Her voice failed her.

"Well, don't go back," said Fountain, laying his hand on her arm.

And twenty-four hours later he was still pleased with himself and her. No doubt she was stupid, poor Augustina, and more ignorant than he had supposed a human being could be. Her only education seemed to have been supplied by two years at the "Couvent des Dames Anglaises" at St.-Omer, and all that she had retained from it was a small stock of French idioms, most of which she had forgotten how to use, though she did use them frequently, with a certain timid pretension. Of that habit Fountain, the fastidious, thought that he should break her. But for the rest, her religion, her poverty,--well, she had a hundred a year, so that he and Laura would be no worse off for taking her in, and the child's prospects, of course, should not suffer by a halfpenny. And as to the Catholicism, Fountain smiled to himself. No doubt there was some inherited feeling.

But even if she did keep up her little mummeries, he could not see that they would do him or Laura any harm. And for the rest she suited him. She somehow crept into his loneliness and fitted it. He was getting too old to go farther, and he might well fare worse. In spite of her love of talk, she was not a bad listener; and longer experience showed her to be in truth the soft and gentle nature that she seemed. She had a curious kind of vanity which showed itself in her feeling towards her brother.

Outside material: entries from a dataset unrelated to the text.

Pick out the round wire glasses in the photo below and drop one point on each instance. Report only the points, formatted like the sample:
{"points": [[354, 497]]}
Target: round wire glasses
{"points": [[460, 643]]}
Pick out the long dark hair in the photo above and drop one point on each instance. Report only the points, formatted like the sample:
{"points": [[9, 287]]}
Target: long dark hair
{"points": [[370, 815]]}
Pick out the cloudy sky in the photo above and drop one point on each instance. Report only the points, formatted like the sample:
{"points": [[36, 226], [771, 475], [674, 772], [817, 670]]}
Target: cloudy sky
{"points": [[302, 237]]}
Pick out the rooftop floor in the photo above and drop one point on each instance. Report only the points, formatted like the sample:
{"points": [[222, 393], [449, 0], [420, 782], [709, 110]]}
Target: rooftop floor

But Fountain did not find it disagreeable; it even gave him pleasure to flatter it; as one feeds or caresses some straying half-starved creature, partly for pity, partly that the human will may feel its power.

"I wonder how much fuss that young man will make?" Fountain asked himself, when at last it became necessary to write to Bannisdale.

Augustina, however, was thirty-five, in full possession of her little moneys, and had no one to consult but herself. Fountain enjoyed the writing of the letter, which was brief, if not curt.

Alan Helbeck appeared without an hour's delay at Potter's Beach. Fountain felt himself much inclined beforehand to treat the tall dark youth, sixteen years his junior, as a tutor treats an undergraduate. Oddly enough, however, when the two men stood face to face, Fountain was once more awkwardly conscious of that old sense of social distance which the sister had never recalled to him. The sting of it made him rougher than he had meant to be. Otherwise the young man's very shabby coat, his superb good looks, and courteous reserve of manner might almost have disarmed the irritable scholar.

As it was, Helbeck soon discovered that Fountain had no intention of allowing Augustina to apply for any dispensation for the marriage, that he would make no promise of Catholic bringing-up, supposing there were children, and that his idea was to be married at a registry office.

"I am one of those people who don't trouble themselves about the affairs of another world," said Fountain in a suave voice, as he stood in the lodging-house window, a bearded, broad-shouldered person, his hands thrust wilfully into the very baggy pockets of his ill-fitting light suit. "I won't worry your sister, and I don't suppose there'll be any children. But if there are, I really can't promise to make Catholics of them. And as for myself, I don't take things so easy as it's the fashion to do now. I can't present myself in church, even for Augustina."

Helbeck sat silent for a few minutes with his eyes on the ground. Then he rose.